Film

Not Your Typical Coming-Of-Age Films

Suburan Cult brings you five films that break the mould of what it means to become an adult

Directors love to churn out coming-of-age films, seeing them as almost an easy target. It’s not surprising since it’s such an explorative subject with endless amount of resources and themes to choose from to represent the generations of our future. Whether it’s the quintessential American High School comedies from American Pie to Mean Girls – or the characterisations of classic eighties archetypes in The Breakfast Club and Fast Times At Ridgemont High. Most coming-of-age films are a journey of self-acceptance and a desperate desire to find one’s identity. However, we as a human race are blessed with so many portrayals of what it means to become an adult even when the voice isn’t so definitive…

Here are 5 coming-of-age films in no particular order, that have broken constructs in stereotypes and strayed from the Hollywood script.

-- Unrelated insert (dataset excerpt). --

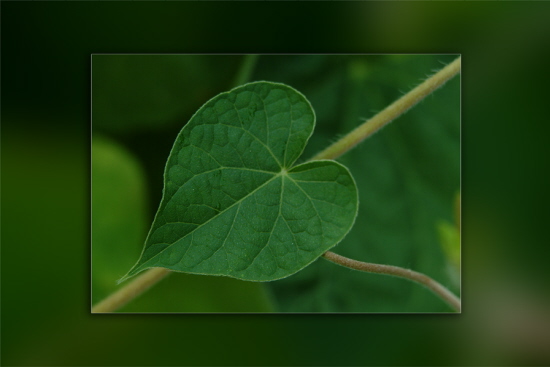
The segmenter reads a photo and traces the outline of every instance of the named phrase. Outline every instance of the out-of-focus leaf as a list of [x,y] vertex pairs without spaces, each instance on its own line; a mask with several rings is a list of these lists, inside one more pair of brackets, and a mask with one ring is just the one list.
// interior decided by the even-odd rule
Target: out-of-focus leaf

1. The Tribe (2014) by Myroslav Slaboshpytskyi

Set in Ukraine and filmed entirely in sign language – the protagonist, Sergey enrols in a boarding school for the deaf. Ruled by a hierarchal gang with backdoor operations in robberies, prostitution and violence, Sergey is initiated into the hard group and falls deeper into their cut-throat community. However, the most surprisingly disturbing part of the film is the fact there is no score or soundtrack backing these savage scenes – sending chills to the spine when a woman aids a girl in a DIY abortion.

 

2. The Virgin Suicides (1990) by Sofia Coppola

All hail Sofia Coppola winning the Best Director Award for The Beguiled this year at Cannes Film Festival and making her the second woman to ever win. Her incredible representations of females in society have been praised throughout the years coming as no surprise that she directed the critically acclaimed Virgin Suicides by Jeffrey Eugenides. The dreamy noir film follows the lives of the beautiful Lisbon sisters from the eyes of the neighbourhood boys that reside opposite to their house. They worship them as Goddesses and view them as untouchable creatures whilst fantasising what could possibly be in their minds. Sound familiar?

 

3. The Diary Of A Teenage Girl (2015) by Marielle Heller

15 year old Minnie lives in 1970’s San Fransisco and she’s not your predictable fair-haired beauty. She is a real girl who tries to act like an adult but her character quickly falls through the cracks and we realise she is just a child. This film follows the naked emotions of a teenage girl’s sexual experiences with an older man, in this case – her mother’s boyfriend. Heller cleverly uses the fantasia of animations to give Minnie such an expressive voice as she winds through problems all teenage girls have and ends up loving herself completely.

 

4. Raw (2016) by Julia Ducournau

Written and directed by Julia Ducournau – the French-Belgian film is not for the faint hearted. Raw is a real metaphor for the brutal trials we go through to discover who we really are – even if it takes eating your sister’s finger. Justine is seduced in an almost erotic relationship with human skin when she betrays her vegetarian self, and becomes initiated in a hazing ritual at her first week of veterinary school. Forced to eat a piece of animal organ and she begins to battle her hunger with isolation before realising she’s not alone in her hanker for human flesh. Cannibalism aside – Justine goes through what every student has in their mind – fears of not being able to make friends or succeed academically, or even leaving school as a different person.

 

5. Moonlight (2016) by Barry Jenkins

Last but not least, our film of the year has given us so much to talk about. Told in three defining chapters in the life of a young black boy growing up in Miami. Like Raw, the surface is very different to what is being told underneath. Yes, he is fighting his sexuality, but it is deeply about the journey of his manhood and keeping hold of his identity. Barry Jenkins has told this story so softly and delivers spectacularly on being a not-so-typical coming-of-age film and as a visually striking portrayal of masculinity.